Last Updated May 2, 2023.
Mrs. Ramsay links arms with her husband, and they take a leisurely walk, enjoying the evening air. During their conversation, she expresses her worries about the gardener but once again avoids bringing up the matter of the fifty pounds they must pay to fix the greenhouse. They carry on talking about their children and houseguests, while Mrs. Ramsay frequently returns to her concerns about the upkeep of the garden. When Mrs. Ramsay talks about the gardener, Mr. Ramsay accuses her of overreacting. She defends herself, but he shifts the subject to compliment her appearance. Briefly mollified, Mrs. Ramsay changes the topic to talk about their daughter's attractiveness.
Mr. Ramsay voices his worries about Andrew's drive to succeed academically, but Mrs. Ramsay comes to his defense; despite their disagreement, they each secretly appreciate the other's perspective. She is anxious about the whereabouts of Paul and Minta, worried that they have not returned since they left in the early afternoon. When Mrs. Ramsay voices her fears and worries, Mr. Ramsay reacts poorly, telling his wife that he does not like to see her unhappy. Both parties feel unsettled by the conversation and lapse into an uncomfortable silence.
After some time, Mr. Ramsay restarts the conversation, telling his wife about the story of Hume, who wound up stuck in a bog and was only freed once he agreed to convert to Christianity. He continues, telling his wife about his own youth when he would roam the countryside with no more than a biscuit in his pocket. Youth, he explains, is a time for mistakes; it is pointless to worry about Andrew. Thinking about his youth leads Mr. Ramsay to reflect on the independence he once had, and he briefly laments that he must consider his children and wife in his decisions. However, he quickly scolds himself for feeling regretful about his children.
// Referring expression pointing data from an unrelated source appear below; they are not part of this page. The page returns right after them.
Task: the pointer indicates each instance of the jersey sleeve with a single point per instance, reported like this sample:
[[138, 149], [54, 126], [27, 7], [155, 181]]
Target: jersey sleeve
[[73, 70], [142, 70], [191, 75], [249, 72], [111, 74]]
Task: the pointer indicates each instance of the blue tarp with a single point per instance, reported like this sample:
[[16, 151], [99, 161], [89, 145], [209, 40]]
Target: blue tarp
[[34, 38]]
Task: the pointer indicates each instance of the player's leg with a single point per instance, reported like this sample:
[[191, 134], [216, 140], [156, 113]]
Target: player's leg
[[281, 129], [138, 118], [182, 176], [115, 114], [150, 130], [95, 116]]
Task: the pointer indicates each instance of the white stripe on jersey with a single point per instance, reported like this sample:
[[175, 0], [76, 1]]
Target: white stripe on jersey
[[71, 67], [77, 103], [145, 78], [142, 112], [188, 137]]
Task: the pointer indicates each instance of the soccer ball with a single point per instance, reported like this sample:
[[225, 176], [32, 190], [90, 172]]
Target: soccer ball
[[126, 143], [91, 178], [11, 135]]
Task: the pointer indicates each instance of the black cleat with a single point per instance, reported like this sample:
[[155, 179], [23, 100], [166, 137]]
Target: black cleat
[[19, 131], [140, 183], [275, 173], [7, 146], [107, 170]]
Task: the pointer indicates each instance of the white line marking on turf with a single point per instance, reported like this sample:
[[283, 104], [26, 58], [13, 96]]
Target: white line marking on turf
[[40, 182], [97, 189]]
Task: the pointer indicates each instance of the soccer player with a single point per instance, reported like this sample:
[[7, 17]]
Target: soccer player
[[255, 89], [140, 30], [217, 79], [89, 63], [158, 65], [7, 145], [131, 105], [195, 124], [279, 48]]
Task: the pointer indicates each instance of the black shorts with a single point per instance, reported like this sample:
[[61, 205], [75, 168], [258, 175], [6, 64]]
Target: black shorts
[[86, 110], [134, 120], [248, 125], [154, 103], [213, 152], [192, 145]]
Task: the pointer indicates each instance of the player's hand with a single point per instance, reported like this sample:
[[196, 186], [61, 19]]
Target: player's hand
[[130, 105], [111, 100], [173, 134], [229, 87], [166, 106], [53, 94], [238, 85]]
When he once again falls silent, Mrs. Ramsay attempts to guess what he was thinking. After she correctly guesses that her husband was feeling unhappy with his life, he denies it, insisting that he has nothing to grumble about. To reassure her, he kisses her hand, and they continue walking. As they walk, Mrs. Ramsay compliments her husband’s youthful appearance; although he is over sixty, she claims, he appears far younger than his years. On the other side of the lawn, Lily and William walk together; watching them, Mrs. Ramsay experiences a spark of intuition, imagining that the two will soon marry. The focus turns to the potential couple as they discuss the idea of travel and the importance of seeing the work of the great masters of painting. When they notice the Ramsays, Lily experiences an odd sense of intuition, certain that both she and Mrs. Ramsay was struck by the prescient awareness that she will marry William.